Prokofiev’s Sixth Symphony is a reasonably uncommon customer to live performance halls.  It’s a traditionally vital work, although.  First carried out in Leningrad in October 1947, when it travelled to Moscow two months later it provoked denunciation by the Communist Party and the Union of Soviet Composers.   His Fifth Symphony might have gained a Stalin Prize earlier that yr, however the Sixth was excoriated as ‘expressionist and neurotic’, ‘abnormal, repulsive and pathological’.

To twentieth-century ears, the symphony’s modernism appears unremarkable, and there’s a lot lyrical magnificence, significantly within the lengthy central Largo.  Conducting an enlarged string part to enrich the intensive wind and brass forces, Noseda formed the delicacies of this motion expressively, sustaining the prevailing breadth of line, however countering the lyricism with episodes of quasi-mechanical percussiveness – skilfully balancing emollience and aggression.  The glory of the total, flowing tutti sound grabbed the ear and coronary heart: a beautiful expansiveness of color and timbre, spanning from tuba to piccolo, with harp, oboe, trumpet, strings shining in between, cohering into an embracing lushness.
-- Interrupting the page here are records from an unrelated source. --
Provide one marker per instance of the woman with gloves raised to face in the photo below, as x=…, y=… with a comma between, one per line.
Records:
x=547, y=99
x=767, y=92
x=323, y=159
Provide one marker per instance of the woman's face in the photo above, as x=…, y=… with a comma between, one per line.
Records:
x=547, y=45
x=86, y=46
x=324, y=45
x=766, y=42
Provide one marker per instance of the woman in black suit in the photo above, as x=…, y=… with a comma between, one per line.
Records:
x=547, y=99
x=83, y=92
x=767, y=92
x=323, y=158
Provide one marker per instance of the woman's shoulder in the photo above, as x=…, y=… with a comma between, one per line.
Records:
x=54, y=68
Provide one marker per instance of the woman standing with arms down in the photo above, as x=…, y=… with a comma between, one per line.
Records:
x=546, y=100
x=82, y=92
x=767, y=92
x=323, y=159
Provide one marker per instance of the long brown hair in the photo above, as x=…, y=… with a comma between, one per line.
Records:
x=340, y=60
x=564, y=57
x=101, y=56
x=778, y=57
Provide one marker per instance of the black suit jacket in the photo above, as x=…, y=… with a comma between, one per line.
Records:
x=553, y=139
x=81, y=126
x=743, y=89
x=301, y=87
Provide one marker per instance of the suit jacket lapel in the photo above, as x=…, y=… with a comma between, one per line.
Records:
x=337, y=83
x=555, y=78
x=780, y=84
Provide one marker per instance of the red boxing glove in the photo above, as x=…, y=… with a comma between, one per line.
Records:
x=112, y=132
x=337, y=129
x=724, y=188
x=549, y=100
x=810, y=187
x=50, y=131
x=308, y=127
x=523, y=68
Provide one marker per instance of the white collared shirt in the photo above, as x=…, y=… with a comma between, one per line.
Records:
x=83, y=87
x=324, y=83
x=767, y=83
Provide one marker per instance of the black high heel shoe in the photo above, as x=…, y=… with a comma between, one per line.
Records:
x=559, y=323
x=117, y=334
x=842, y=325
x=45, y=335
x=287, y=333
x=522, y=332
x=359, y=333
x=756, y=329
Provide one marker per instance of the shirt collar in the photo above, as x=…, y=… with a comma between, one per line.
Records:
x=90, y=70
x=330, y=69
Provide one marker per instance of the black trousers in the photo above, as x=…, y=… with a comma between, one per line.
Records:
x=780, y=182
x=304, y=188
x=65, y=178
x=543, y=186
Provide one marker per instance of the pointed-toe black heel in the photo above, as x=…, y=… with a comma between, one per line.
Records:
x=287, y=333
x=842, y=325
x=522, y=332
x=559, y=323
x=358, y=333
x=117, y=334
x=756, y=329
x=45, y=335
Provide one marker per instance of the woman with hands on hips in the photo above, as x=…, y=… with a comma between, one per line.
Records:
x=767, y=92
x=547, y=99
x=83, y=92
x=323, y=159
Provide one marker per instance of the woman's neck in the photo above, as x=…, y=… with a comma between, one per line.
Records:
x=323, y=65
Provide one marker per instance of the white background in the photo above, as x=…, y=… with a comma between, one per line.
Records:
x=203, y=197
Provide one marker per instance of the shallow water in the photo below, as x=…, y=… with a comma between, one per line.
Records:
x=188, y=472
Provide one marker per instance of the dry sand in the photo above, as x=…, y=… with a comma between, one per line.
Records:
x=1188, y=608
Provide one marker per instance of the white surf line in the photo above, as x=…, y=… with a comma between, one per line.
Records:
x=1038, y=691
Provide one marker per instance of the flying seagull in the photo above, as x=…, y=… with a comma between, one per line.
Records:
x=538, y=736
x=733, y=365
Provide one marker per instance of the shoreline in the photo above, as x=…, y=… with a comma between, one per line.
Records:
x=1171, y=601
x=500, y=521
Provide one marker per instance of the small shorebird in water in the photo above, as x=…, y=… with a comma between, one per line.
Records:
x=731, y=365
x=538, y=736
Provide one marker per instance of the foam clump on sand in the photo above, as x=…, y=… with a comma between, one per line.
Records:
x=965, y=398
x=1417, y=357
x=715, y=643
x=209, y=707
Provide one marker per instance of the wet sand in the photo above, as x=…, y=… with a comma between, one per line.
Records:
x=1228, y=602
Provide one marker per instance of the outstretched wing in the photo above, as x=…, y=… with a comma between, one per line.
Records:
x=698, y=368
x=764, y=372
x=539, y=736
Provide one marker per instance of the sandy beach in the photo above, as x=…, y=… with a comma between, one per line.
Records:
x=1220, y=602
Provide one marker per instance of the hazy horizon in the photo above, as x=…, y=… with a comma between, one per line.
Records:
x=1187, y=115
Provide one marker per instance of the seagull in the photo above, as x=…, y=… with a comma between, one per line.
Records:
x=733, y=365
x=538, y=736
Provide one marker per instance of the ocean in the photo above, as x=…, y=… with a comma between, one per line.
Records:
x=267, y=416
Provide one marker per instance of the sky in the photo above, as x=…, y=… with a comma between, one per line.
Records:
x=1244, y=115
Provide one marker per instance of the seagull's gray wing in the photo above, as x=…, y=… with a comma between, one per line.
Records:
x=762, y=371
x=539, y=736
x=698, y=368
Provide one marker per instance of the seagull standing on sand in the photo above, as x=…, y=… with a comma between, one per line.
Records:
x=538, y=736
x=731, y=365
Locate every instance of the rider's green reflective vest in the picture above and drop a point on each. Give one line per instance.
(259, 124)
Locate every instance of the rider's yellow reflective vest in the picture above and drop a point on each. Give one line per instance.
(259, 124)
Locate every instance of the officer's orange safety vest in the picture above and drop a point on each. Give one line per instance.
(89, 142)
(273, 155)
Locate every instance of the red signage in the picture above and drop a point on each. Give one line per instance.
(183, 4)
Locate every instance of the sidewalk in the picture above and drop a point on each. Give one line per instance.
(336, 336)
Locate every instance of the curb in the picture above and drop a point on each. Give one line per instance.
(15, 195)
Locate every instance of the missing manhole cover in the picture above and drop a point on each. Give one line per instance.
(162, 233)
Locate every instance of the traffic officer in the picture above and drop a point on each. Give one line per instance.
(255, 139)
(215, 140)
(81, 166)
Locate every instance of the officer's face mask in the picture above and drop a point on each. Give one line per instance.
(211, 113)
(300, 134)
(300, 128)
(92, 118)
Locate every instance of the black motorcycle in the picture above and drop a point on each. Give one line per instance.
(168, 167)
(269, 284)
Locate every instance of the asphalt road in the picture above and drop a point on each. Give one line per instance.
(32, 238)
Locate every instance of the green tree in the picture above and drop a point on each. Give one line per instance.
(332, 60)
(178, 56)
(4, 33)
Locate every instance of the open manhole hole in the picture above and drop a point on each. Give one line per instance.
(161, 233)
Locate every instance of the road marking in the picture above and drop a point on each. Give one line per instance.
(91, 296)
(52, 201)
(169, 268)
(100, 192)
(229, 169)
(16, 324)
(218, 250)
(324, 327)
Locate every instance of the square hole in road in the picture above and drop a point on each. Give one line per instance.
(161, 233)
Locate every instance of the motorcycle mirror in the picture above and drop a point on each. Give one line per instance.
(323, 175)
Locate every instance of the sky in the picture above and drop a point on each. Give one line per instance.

The Allegro moderato was extra chiselled, austere, its colors darkish, the temper tense.  The strings’ unison fragments have been lithe, horn solos plaintive but penetrating.  Noseda created a persuasive sense of an accumulating musical argument, the music by some means each trendy and classical in spirit.  There was a Haydn-esque ‘lightness’ firstly of the Vivace, too, flute and tuba ‘duetting’ above celli pizzicatos, the violins’ articulations impressively crisp and ethereal.  But, that the breeziness is ironic, painfully so, was made more and more evident, the jauntiness giving method to jarring hammer blocks – unambiguously grim and grave.